Five security dimensions, each scored A to F, with a plain-English finding behind every deduction.
Which protocol versions the server accepts (TLS 1.0/1.1 are a fail), whether the cipher has forward secrecy, the key and signature strength, and HSTS. This is the part SSL Labs grades — we grade it the same way.
HSTS, Content-Security-Policy, X-Frame-Options, X-Content-Type-Options, Referrer-Policy, Permissions-Policy — present or missing, with what each one protects against. This is the part securityheaders.com grades.
SPF, DKIM, and DMARC (including whether DMARC is actually enforced or only reporting), plus whether the domain accepts mail at all. Spoofable mail is a fail.
DNSSEC signing, CAA records that restrict which CAs may issue for you, and dangling CNAMEs that expose a subdomain to takeover.
Whether the host is flagged by threat-blocking DNS — the same feeds that would block your visitors before they ever load the page.

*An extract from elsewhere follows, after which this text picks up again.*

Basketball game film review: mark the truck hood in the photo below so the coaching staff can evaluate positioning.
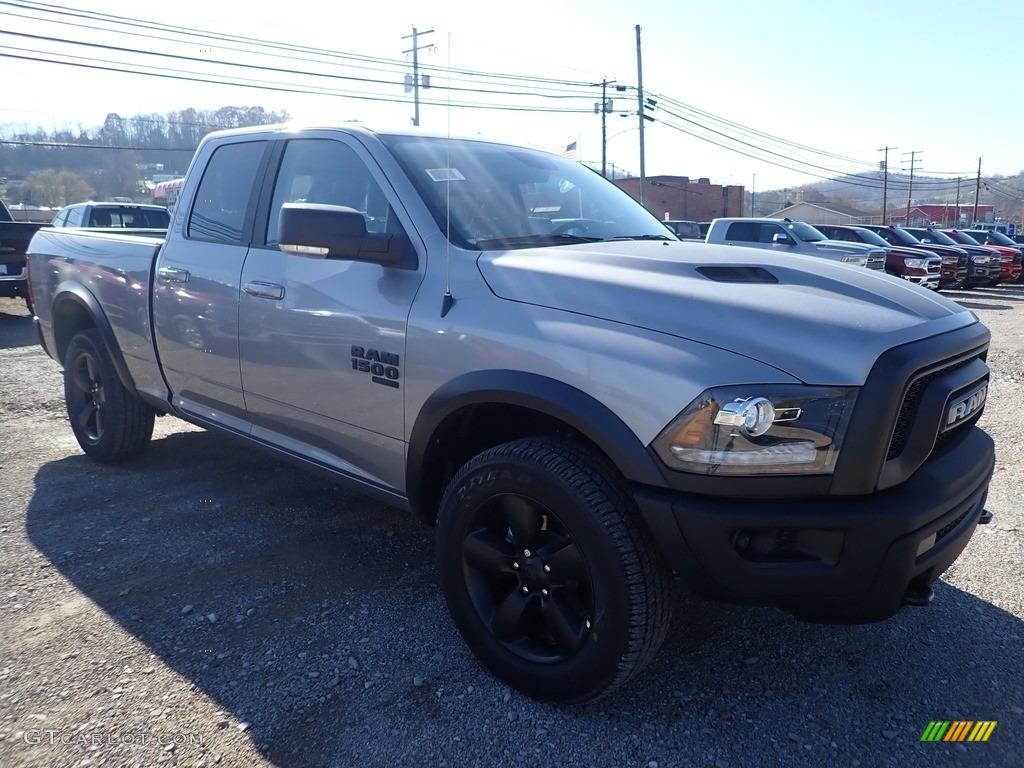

Yes. Paste a domain on the homepage and you get the full grade with every finding, no signup and no email. An account is only needed to watch a domain over time and get alerted when its grade drops.
SSL Labs grades TLS configuration; securityheaders.com grades response headers. CertPost grades both, plus email authentication, DNS security, and reputation, in one check — and then monitors them, so you find out when something regresses instead of remembering to re-run a scanner.
Each area is scored A to F from a transparent rubric — protocol support, cipher strength, key and signature, headers present, email records, DNSSEC/CAA, and threat-intel status — and every deduction is shown as a plain-English finding you can act on.
The instant check reads the certificate your server presents and does a handful of DNS lookups — the same things a browser and a mail server already do. Nothing is installed, and the one-off check needs no account.